On Thursday, 30 June 1994, a problem was reported in an attempt to update an attorney address late the afternoon before. An entry had been made in the Case Management error log; apparently the corresponding entry is this one:
Wed Jun 29 16:56:47 EDT 1994
Program: unknown
Calling function: error
Offending function: See notes.
Status: -4
Errno: 9
Notes: gett (tnum=80, offset=1, words=1)
Inspection of the error log revealed not only that entry, but many entries
of the form
Thu Jun 30 07:50:38 EDT 1994
Program: SQL
Calling function: error
Offending function: See notes.
Status: 0
Errno: 22
Notes: (dread) addr: 194094456
going back to Tuesday, 28 June. This message was considered the more
disturbing, from the explanation in the UNIFY Direct HLI Programmer's
Manual (p. E-39):
Possible causes and/or solutions:
1. The data base file doesn't exist, or it is not
readable by the current operating system user.

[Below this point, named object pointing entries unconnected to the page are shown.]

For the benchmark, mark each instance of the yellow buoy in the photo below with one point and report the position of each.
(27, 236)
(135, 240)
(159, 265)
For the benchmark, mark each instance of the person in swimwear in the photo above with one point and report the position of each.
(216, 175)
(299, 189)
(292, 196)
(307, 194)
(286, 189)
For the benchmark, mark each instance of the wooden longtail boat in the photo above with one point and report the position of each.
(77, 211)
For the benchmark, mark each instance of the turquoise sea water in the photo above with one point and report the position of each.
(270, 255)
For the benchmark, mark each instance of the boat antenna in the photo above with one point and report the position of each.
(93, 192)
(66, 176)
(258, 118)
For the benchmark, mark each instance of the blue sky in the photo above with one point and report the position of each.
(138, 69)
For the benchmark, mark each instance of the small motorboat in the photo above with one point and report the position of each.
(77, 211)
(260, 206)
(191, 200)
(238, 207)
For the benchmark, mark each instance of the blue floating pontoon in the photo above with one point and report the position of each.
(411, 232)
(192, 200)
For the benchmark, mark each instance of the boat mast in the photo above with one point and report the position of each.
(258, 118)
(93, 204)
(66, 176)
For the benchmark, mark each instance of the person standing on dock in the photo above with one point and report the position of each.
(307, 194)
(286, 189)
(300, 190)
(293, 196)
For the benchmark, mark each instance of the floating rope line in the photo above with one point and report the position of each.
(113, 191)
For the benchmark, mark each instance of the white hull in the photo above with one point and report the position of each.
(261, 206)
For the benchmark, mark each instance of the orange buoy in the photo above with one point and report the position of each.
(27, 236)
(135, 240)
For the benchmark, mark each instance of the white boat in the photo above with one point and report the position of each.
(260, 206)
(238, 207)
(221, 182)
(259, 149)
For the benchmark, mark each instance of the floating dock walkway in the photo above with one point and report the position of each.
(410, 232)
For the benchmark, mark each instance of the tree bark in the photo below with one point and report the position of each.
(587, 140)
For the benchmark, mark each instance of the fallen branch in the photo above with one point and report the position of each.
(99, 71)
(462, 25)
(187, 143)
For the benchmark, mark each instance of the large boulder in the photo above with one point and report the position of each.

[not applicable to our situation]
2. Invalid starting address to read from, or nonsensical
number of bytes to read. [The starting address in the
log entry is clearly invalid.] Either the program is
overwriting itself, or the database is corrupted and
needs to be recovered.
The San Antonio Training and Support Center was called and was able on Friday, 1 July, to isolate 'hist' as the table involved when the 'dread' (pronounced 'dee read' except for dramatic effect) errors were logged. The problem was to isolate the offending records in that table.
Late Friday afternoon, on a whim, I ran the program I had written in January 1994 while working on the duplicate person ID problem. This program scans a table for duplication of primary keys, and returns all record locations sharing each key. For the 'hist' table, this output was produced:
31667037 200006 200011 200016 63617365 200002 200007 200012 200017 200022 200027 200032 643a2032 200003 200008 200013 200018 200023 200028 200033 656c6563 200005 200010 200015 200020 200025 200030 200035(The keys themselves are left in hexadecimal form, since the program only cares if two keys are equal and does not need to interpret them.)
The duplication of keys shows a striking regularity: for each key value that is duplicated, the records sharing that value occupy slots exactly five apart. However, the expected sequence 200004, 200009, ... does not occur, and the sequence 200006, 200011, ... is truncated.
Examination of the offending records in SYS920 showed them to be utter nonsense. The keys were enormous values completely out of range for hist IDs, dates such as 12/22/29 and 1/6/99 appeared, and employee names such as '1fp7', 'case', 'd: 2', and 'elec' were found. A curious note was that, if two records were compared from different primary-key groups, the same enormous value that was the primary key in one record was likely to turn up in some other field of the other record.
As these records contained no recoverable data, it appeared that the only solution was to delete them. Several other tables make explicit references to hist, and UNIFY will not delete a record until all other records referring to it have been removed. The typical procedure in such a case is to dump all related tables into ASCII files, empty them all, edit the ASCII files to eliminate the bad records, and load them back into the database. This procedure would be very time-consuming for tables the size of hist and the others that refer to it.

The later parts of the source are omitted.